The first period for assessment is 5 April 2017 but employers will have until 4 April 2018 to publish their first report. Thereafter employers will have to publish reports annually. The report must be published on a searchable UK website that is accessible to employees and the public.
|6 April 2017||Apprenticeship Levy||Draft Regulations have been published which require employers with a pay bill of more than £3 million each year to pay an apprenticeship levy charged at a rate of 0.5% of their annual pay bill. An allowance of £15,000 is available to offset the levy.
Pay bill is based on the total amount of earnings subject to Class 1 secondary NICs.
Businesses that already operate levy systems will not be exempt and will be required to pay the levy.
A further consultation ends on 3 February 2017.

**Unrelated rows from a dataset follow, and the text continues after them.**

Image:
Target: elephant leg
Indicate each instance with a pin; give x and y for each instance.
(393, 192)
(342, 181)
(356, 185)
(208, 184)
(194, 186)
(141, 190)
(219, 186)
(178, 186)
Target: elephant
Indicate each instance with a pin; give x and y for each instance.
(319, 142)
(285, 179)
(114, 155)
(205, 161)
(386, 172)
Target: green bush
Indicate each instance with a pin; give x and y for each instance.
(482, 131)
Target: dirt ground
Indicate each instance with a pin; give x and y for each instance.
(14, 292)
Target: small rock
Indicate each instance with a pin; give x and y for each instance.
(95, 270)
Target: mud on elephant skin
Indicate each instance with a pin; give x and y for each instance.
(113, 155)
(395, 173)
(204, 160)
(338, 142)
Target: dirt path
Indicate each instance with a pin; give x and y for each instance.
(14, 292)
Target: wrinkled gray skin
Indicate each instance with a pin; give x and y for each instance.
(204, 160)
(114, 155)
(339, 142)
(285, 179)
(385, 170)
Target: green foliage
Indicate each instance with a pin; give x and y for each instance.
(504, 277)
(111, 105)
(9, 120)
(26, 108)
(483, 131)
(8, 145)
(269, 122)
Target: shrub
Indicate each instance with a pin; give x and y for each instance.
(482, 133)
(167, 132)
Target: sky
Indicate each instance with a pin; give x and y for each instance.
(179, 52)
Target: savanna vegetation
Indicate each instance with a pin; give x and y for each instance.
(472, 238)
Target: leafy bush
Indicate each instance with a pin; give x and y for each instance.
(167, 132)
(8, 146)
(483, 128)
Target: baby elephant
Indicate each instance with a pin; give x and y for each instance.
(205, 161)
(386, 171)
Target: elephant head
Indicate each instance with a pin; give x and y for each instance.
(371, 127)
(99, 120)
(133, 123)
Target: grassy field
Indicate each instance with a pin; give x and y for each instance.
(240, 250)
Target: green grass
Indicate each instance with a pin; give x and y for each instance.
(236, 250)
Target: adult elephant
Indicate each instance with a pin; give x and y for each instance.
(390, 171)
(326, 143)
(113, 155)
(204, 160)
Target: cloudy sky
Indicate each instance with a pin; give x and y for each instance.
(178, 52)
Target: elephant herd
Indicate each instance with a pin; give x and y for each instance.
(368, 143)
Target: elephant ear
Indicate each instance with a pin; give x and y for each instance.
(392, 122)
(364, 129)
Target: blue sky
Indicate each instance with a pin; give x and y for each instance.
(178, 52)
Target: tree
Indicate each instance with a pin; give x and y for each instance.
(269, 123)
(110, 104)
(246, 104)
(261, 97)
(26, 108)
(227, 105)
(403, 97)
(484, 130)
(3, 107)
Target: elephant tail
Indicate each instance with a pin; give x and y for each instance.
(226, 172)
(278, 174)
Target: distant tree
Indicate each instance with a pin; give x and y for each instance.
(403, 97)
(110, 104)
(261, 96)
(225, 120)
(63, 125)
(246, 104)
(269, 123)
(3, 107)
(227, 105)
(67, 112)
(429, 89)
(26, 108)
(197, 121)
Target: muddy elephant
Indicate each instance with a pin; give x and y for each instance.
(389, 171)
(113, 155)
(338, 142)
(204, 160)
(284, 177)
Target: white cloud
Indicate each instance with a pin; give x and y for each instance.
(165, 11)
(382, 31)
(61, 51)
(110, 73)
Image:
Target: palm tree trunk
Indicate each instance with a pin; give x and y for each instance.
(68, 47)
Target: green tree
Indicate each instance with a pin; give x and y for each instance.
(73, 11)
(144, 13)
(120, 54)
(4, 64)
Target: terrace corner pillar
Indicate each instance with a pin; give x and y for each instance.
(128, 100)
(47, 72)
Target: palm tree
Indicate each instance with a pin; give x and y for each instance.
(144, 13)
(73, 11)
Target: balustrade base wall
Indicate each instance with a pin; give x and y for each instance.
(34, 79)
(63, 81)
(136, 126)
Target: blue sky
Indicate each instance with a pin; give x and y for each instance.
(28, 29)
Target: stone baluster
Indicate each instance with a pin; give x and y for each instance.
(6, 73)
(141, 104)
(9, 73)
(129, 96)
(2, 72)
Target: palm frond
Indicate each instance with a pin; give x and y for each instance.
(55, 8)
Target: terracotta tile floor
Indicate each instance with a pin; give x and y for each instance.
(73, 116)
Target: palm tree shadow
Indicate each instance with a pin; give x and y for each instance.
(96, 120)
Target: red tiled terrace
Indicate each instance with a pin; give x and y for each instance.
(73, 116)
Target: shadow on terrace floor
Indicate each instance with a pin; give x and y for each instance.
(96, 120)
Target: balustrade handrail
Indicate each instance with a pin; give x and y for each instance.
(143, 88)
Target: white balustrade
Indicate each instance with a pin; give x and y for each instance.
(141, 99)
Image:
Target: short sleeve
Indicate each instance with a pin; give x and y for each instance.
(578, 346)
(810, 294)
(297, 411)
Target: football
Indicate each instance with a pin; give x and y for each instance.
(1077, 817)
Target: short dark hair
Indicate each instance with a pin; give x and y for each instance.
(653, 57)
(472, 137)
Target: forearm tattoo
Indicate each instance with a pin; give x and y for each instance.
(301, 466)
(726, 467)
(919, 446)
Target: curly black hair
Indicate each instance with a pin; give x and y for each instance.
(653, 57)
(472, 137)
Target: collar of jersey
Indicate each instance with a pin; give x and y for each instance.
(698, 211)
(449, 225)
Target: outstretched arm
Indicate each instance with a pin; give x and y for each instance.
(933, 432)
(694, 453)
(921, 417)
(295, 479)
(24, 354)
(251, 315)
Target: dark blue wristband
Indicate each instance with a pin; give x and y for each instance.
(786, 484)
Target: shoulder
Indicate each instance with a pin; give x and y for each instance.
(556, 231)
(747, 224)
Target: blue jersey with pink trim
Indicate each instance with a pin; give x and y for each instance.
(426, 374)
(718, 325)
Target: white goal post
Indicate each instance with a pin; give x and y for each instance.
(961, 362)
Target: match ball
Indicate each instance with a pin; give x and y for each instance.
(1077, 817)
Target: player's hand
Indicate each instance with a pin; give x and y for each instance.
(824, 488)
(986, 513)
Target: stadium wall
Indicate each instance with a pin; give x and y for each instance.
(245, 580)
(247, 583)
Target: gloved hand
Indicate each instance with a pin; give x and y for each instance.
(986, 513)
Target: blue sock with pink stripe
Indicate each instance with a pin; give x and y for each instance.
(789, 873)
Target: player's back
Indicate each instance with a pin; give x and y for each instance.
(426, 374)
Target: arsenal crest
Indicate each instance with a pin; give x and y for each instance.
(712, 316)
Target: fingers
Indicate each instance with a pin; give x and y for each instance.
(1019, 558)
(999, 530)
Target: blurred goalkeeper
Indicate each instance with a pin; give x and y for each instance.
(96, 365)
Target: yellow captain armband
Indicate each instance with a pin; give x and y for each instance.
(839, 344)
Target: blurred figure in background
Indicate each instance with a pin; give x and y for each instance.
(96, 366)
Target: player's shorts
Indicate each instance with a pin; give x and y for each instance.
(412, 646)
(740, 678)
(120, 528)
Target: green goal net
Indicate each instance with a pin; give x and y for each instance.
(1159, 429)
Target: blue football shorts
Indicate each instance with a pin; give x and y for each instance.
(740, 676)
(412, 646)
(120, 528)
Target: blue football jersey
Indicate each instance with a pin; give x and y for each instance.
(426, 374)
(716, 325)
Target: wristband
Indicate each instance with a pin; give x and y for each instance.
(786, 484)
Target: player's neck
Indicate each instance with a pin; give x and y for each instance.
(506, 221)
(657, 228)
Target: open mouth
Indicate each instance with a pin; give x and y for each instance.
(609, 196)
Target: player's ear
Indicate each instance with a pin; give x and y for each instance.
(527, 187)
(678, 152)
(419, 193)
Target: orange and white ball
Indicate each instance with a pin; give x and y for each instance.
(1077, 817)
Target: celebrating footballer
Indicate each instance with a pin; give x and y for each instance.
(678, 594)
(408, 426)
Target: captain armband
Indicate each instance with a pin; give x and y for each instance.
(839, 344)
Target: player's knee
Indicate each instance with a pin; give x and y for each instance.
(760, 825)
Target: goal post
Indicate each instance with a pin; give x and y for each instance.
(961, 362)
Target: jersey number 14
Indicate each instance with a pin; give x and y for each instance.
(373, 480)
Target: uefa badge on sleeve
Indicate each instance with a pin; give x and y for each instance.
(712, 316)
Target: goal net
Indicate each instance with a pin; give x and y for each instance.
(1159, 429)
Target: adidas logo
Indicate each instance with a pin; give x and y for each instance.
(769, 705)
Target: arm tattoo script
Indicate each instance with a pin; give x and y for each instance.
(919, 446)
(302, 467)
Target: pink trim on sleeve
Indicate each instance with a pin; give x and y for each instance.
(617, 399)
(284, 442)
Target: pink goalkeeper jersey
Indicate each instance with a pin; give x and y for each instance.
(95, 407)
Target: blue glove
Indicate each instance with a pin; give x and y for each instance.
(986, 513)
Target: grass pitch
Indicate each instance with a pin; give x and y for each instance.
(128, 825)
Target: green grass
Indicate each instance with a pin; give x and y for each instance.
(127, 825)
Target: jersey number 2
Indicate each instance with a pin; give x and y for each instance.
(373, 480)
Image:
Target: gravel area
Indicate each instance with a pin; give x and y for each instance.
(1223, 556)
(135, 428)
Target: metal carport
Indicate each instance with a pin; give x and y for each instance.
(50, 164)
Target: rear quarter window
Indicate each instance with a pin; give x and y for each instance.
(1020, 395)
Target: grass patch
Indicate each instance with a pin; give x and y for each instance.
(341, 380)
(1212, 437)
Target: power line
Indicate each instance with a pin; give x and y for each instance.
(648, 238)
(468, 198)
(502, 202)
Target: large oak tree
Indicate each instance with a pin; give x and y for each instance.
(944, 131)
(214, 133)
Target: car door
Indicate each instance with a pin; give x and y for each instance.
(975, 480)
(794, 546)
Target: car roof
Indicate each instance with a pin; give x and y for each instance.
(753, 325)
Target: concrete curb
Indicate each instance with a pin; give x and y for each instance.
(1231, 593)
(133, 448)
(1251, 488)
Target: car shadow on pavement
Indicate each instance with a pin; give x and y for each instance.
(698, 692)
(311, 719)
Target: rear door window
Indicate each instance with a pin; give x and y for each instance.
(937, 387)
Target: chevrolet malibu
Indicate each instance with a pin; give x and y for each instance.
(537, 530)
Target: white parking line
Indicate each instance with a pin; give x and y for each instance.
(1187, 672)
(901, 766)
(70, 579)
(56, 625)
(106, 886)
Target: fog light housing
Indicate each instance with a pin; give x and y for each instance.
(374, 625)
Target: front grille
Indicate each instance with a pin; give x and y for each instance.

|April 2017||Immigration skills charge||This charge was introduced under the Immigration Act 2017 and is payable by all employers who are registered sponsors for the points based system which is designed to discourage employers from recruiting from outside the EEA. The proposal is to set the charge at £1,000 per employee per year.|
|Date TBC||Repayment of public sector exit payments||Qualifying individuals will be obliged to notify their new and previous employer where they propose to return to any part of the public sector (as an employee, self-employed contractor or office holder) after they have received a public sector exit payment within the previous 12 months.
Public sector exit payments include those paid for loss of employment, including enhanced redundancy payments, discretionary payments to buy out actuarial reductions to pensions and severance payments. It does not apply to payments in lieu of notice, contractual bonus payments or those made in connection with incapacity, or payments awarded to the individual by a court or tribunal.
Qualifying individuals are those who earned £80,000 or more within 12 months of receiving their exit payment.
Repayment will be tapered, so for example, an employee returning within 2 months of receiving an exit payment will repay more than an employee returning 9 months after receiving the payment.
|Date TBC||Exit payments and apprenticeships||The Enterprise Act 2016 will introduce:
|Date TBC||Company Directors||All company directors should be natural persons (not corporate entities). There will be a 12 month grace period after which corporate directors will cease to be directors by operation of law.|
|Dates through 2017 (not yet confirmed)||Pensions changes||Guaranteed Minimum Pension equalisation (GMP). The government intends to introduce regulations to equalise guaranteed minimum pensions. GMP’s is the part of salary related pension which aims to match the old State Earnings Related Pension (SERPS). GMP’s were discontinued in April 1997 but still sit as a benefit component in most salary based schemes. It matches the unequal state pension age and so is potentially discriminatory.
MasterTrust – New regulations will be introduced for multi-employer benefit plans to improve governance and investments standards.
Auto-Enrolment – This will be rolled out to more small employers For those already there the three year re-enrolment exercises are now underway.
Trustee Know-how – Trustees will have to meet tougher standards to remain in post.
Flex Plus – More member take up of flex pension options and more regulation on how to roll it out will be introduced.